I have decided that one can never truly know a person, or even oneself, without an infestation. The Kindergarten where I work has been bothered by ants for a few weeks now, and what it has taught me about myself and my colleagues has been priceless. Theories that I had about myself and my co-workers have been tested. Some have proved to be way off.
An example of this would be the fact that I previously had believed that I was not actually a typical American. I'm all, ya know, livin' in another country....learnin' a new language....learnin' that the Cold War is over. (That you George Bush, for the breaking news this week.)UNTRUE!!! I am more American than I ever knew?! And not only because my idea of America has recently been skewed by the release of a book that says that there are more Chinese food restaurants in America than McDonalds and Burger King combined.
Here have been the reactions to our unwanted squatters.
Katrin: "We had ants at my vacation home. They came in and went right out the other way. Never strayed. Never touched a thing.

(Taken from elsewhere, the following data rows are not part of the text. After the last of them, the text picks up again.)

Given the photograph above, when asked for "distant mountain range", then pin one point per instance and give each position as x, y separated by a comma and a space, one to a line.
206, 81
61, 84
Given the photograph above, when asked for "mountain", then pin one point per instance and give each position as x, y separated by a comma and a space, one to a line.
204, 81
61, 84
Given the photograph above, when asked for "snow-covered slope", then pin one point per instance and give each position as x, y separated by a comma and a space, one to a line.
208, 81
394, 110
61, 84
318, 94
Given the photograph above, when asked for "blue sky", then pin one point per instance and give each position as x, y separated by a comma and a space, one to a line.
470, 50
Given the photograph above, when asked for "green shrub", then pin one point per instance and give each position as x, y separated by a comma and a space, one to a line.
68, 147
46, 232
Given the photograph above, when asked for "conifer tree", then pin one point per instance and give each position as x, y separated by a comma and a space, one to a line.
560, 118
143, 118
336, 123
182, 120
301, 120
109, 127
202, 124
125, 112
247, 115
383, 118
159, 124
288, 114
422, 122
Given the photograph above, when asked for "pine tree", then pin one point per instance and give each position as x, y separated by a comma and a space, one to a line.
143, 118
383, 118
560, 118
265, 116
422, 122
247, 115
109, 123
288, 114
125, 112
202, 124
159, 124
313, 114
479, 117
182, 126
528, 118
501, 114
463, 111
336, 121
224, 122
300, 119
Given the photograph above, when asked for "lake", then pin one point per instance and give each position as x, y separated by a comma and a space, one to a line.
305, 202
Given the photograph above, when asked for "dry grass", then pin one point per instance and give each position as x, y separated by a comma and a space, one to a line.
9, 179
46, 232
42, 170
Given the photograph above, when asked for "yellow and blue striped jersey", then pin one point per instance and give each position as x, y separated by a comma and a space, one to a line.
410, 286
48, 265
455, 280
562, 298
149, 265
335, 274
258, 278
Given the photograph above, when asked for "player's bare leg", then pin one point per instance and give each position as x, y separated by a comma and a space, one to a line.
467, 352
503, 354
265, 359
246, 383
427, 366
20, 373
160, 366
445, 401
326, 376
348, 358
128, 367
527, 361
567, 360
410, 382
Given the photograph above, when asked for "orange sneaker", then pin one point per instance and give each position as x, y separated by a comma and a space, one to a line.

-I think that they'll just come and go.
-If we kill a few and leave them, the others will take the hint. "
Monika: Bought traps and showed valid disappointment when I attempted to gas them with ammonia.
Barbara: Bowls of beer or wine will trap them.
- I think that they'll just come and go.
(not so, Barbara. Not so.)
Salome: "Don't they only come and go in two weeks?"
(no Salome. Its been longer than 2 weeks and I DON'T THINK THAT THESE ARE THE COME-AND-GO KIND)
My enlightened colleagues are attempting to teach the children the nature and science of ants as they freak and stamp and alert us to each creature. (doing exactly what I secretly want to.)
I WANT TO BOMB THE HELL OUT OF THEM!
I am this peaceful Quaker chick who loves my pacifist husband and was told that I don't belong in America if I don't like the war (not sayin' "I told you so"). Nevertheless, I seriously dream about a weekend long bug-bomb, that'll eliminate every last one.
Guess we'll have to just watch that the floor isn't so sticky. I'll have to suppress my killer-instinct.